The Pfyn Forest near Leuk is the Swiss-French language border. Now called the Rhone for good, the river is canalized over long stretches and flanked by extensive vineyards and orchards. After Sierre, the Rhone is skirted by the national skating route, which ends in Vevey. Cyclists follow the course of the river on the Rhone Route from its starting point up to Geneva.

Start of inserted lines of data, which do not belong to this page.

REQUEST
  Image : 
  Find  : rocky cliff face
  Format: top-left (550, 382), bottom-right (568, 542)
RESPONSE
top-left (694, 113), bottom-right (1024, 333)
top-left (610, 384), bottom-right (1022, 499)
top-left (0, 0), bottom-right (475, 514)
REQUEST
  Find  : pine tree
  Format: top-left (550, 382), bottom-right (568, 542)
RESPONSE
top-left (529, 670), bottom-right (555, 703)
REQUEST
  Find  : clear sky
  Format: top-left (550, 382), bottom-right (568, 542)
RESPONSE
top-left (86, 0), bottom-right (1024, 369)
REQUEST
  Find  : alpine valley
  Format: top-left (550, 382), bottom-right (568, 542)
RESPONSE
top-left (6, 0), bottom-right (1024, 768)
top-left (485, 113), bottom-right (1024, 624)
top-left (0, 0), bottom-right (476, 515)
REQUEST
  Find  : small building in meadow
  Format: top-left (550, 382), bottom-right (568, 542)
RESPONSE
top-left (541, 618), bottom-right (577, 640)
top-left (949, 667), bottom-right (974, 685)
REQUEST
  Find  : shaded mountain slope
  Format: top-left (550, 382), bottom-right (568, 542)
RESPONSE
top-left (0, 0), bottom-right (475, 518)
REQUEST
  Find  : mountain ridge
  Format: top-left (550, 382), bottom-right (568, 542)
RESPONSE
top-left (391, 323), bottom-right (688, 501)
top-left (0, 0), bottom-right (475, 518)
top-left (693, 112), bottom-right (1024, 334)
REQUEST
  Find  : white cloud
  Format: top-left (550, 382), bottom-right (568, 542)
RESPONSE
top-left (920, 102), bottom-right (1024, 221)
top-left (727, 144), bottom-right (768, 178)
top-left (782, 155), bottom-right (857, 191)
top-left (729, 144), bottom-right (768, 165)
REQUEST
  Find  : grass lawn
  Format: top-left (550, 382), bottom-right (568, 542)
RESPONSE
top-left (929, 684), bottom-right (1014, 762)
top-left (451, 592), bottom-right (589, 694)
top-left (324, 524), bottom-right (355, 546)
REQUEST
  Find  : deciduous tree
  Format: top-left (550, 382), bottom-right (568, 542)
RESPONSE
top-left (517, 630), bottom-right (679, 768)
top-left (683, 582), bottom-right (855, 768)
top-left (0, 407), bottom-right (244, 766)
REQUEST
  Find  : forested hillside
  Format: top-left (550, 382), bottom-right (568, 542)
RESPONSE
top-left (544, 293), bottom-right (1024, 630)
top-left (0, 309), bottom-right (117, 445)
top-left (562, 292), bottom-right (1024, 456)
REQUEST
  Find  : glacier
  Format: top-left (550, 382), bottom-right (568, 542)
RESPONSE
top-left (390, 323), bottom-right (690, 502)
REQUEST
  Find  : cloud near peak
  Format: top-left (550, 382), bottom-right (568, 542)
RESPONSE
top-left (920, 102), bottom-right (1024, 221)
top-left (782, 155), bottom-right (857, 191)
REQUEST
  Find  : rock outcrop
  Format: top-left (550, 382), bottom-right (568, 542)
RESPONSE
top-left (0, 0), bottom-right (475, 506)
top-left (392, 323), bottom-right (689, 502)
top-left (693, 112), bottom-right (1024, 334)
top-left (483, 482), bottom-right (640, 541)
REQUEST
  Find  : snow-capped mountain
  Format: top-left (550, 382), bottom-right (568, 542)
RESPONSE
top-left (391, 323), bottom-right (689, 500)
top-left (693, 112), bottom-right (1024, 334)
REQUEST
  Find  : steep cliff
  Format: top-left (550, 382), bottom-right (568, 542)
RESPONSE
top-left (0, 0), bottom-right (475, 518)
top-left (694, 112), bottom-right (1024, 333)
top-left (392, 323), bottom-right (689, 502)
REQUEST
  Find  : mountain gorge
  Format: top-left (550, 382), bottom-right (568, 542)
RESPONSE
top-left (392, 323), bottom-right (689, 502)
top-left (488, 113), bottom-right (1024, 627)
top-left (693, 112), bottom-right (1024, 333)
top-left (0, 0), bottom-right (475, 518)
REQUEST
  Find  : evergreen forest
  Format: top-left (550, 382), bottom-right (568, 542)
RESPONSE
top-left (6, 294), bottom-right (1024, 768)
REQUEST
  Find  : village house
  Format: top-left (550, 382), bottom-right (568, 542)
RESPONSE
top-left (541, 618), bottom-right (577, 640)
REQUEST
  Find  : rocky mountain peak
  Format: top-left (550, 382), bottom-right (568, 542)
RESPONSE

Past the cantonal capital of Sion, the Rhone sharply turns at Martigny toward the North. On its last few kilometers through the Chablais region up to its estuary in Lake Geneva, the Rhone is bordered on the right by Canton Vaud, while on the left bank it is still skirted by the Canton of Valais. The journey on the Rhone continues with a cruise on a steamer of the Lake Geneva fleet through the vineyard region of Lavaux (UNESCO World Heritage) and past Montreux, Vevey and Lausanne up to Geneva, the “small metropolis” with its many international organisations (such as UN, IRC). After 264 kilometers the Rhone leaves Switzerland in the direction of France and turns south toward the Mediterranean
- UNESCO World Heritage Swiss Alps Jungfrau-Aletsch – the Great Aletsch Glacier is the longest glacier of the Alps and sends its waters into the Rhone as well.
- Nature Park Pfyn/Finges – one of the largest pine forests in central Europe is located on a prehistoric landslide cone.
- The art exhibitions of the Giana Foundation dda regularly attract many friends of culture to Martigny on the Rhone elbow.